Yesterday, I popped by the machine shop to chek on those backing plates. I hadn't heard from the guy, and I was wondering if he lost my number and was maybe getting ready to charge me a storage fee. Turns out he wasn't done with them, yet. He's only working on them in his spare time (which is fine), and they are being a pain (not surprising). Sounds like they're gonna end up costing me a fair amount to have those bushings pressed out. D'oh.
Today, I painted the new axle housings. Of course, I had to clean them first - they were pretty dirty. I didn't really notice it at first, but I decided to wipe up the spots where I'd touched them (to get the finger print oil off so paint would stick better), and I got a surprise. So, here's a picture sequence of one of the housings before, during, and after cleaning, along with a patch of left-over residue on the floor (ick).
Once they were cleaned off, I shot pain the same way I've been doing on everything else - 2 coats of encapsulator, followed by 1 coat of gloss, and then 1 coat of satin chassis black. 45 minutes between coats. Here they are with a wet coat of primer:
And again, with all the painting completed and dry, the day after.

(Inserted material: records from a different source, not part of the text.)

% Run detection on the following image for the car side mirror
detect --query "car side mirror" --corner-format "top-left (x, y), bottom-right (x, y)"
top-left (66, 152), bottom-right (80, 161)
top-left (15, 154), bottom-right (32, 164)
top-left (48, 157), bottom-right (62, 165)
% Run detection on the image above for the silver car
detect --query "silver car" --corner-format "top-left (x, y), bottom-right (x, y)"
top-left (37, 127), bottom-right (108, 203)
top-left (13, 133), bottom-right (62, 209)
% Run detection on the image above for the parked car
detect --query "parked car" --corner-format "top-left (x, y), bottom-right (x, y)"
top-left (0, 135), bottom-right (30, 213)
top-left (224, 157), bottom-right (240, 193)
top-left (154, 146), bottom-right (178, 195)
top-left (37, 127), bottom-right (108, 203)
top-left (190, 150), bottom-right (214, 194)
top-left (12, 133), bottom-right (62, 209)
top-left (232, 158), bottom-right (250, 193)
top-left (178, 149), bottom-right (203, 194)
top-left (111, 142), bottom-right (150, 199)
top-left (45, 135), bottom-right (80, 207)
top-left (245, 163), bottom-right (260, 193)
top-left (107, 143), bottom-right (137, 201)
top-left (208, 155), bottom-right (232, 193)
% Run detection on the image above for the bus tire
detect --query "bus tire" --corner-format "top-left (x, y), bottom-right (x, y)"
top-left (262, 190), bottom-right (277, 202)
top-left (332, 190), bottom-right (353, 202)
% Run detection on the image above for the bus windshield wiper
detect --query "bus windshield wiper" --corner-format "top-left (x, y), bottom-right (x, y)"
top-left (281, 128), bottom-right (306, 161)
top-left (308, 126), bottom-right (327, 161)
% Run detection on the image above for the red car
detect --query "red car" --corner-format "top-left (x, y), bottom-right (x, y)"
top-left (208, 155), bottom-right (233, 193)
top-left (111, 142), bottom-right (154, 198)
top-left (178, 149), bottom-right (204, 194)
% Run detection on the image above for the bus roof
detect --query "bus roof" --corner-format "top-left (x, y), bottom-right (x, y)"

Here it is, the end of the month, and that's all that got done. There's a few more things I'd like to get done in the near future (like getting the frame and wheels blasted and painted), but we just got hit with a bunch of unexpected bills (including a heat pump compressor that's going bad)... Looks like I'm gonna slow things down even more for a bit. I'll try to squirrel away a little bit of ca$h every month, but I'm probably only going to work on stuff that doesn't require any more lay-out, for now. there's plenty I can do along those lines, though, so no biggie. I think. I guess we'll see.
Quick August update. I had the time to shoot some Fast-Etch on the front brake backing plates. I have since learned that I've been "doing it wrong," so I thought I'd share with you so you don't make the same mistake yourself. The Fast-Etch instructions say to keep the stuff wet for at least 30 minutes - longer for parts with lots o' rust. After the paint was stripped off, it was pretty evident that there was a lot of rust in these things (See the pics from 15 June). So, I hosed the things down on both sides, and walked off. I came back the next day to see them looking like this:
The Fast-Etch, it seems, will dry up in an epoxy-like coating that is a real pain to get off. I had originally thunk that I'd be able to paint right over it, but you can see from that pic that it just ain't the case. Turns out that when you soak itl ike this, the stuff kinda gooks up into a sort of epoxy-like stuff, and is can be sticky and gross. It would also seem that maybe some of the chemicals could still be active, and then ruin any paint you put over it. Further investigation seems to say that you can reapply over the top of that mess, and it will re-activate, and then you can wipe it off. The right way to do it would have been to get it wet, and keep it wet with a rag/sponge. Once you think it's good enough, you wipe it all away and hit it really well with thinner. Then you can paint.
So, I started working it a little bit with my wheel to clean the stuff off, and I figured out pretty quickly that this was gonna be a real pain in the tukus. I'll be taking these in with everything else to have them blasted - which was part of the original plans, so no big deal. Be forewarned!